Roch Hachana est évidemment notre horizon. Comment pourrait-il en être autrement alors que le rendez-vous est déjà là et que sa grandeur spirituelle nous domine de toute son élévation ? Et la question retentit dans toutes les têtes : comment cela va-t-il se passer ? Nous sortons à peine de longues semaines de ce que nous avons pris l’habitude d’appeler le confinement. Nous avons souvent traversé cette période comme on traverse un désert aride. Et voici qu’il nous faut être prêts pour des fêtes essentielles.
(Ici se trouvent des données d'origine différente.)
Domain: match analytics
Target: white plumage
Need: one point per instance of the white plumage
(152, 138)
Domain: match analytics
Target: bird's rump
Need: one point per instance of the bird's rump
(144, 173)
Comment vivre un temps d’exigences sanitaires tout en ressentant le lien avec D.ieu avec cette force qui va bien au-delà de la simple conviction ? Tout se passe comme s’il nous était demandé de conserver la tête dans les étoiles tout en enfonçant nos pieds dans la lourde glaise. Alors, ces fêtes, de quoi auront-elles l’air ?

C’est peut-être justement à cela qu’on reconnaît le véritable prix des choses. Si les événements peuvent nous contraindre à oublier notre chemin d’éternité, c’est aussi parce que ce dernier n’a pas été tracé avec l’enthousiasme suffisant. Car, s’il est probablement plus simple d’être fidèle à soi-même en un temps d’où tout souci est absent, il est sans aucun doute plus grand de le rester au cœur du tumulte du monde, quand les nuages s’amoncellent et que se font entendre des peurs souvent irraisonnées et excessives. Il faut savoir vivre les moments qui en valent la peine. Il faut ressentir, de la manière la plus forte, la soumission à D.ieu de Roch Hachana, la crainte de D.ieu de Yom Kippour, la confiance en Lui de Souccot et l’allégresse sans limites de Sim’hat Torah. Il faut entrer dans ce grand voyage de l’âme qu’est le mois de Tichri en sachant que c’est le Créateur Qui nous y conduit.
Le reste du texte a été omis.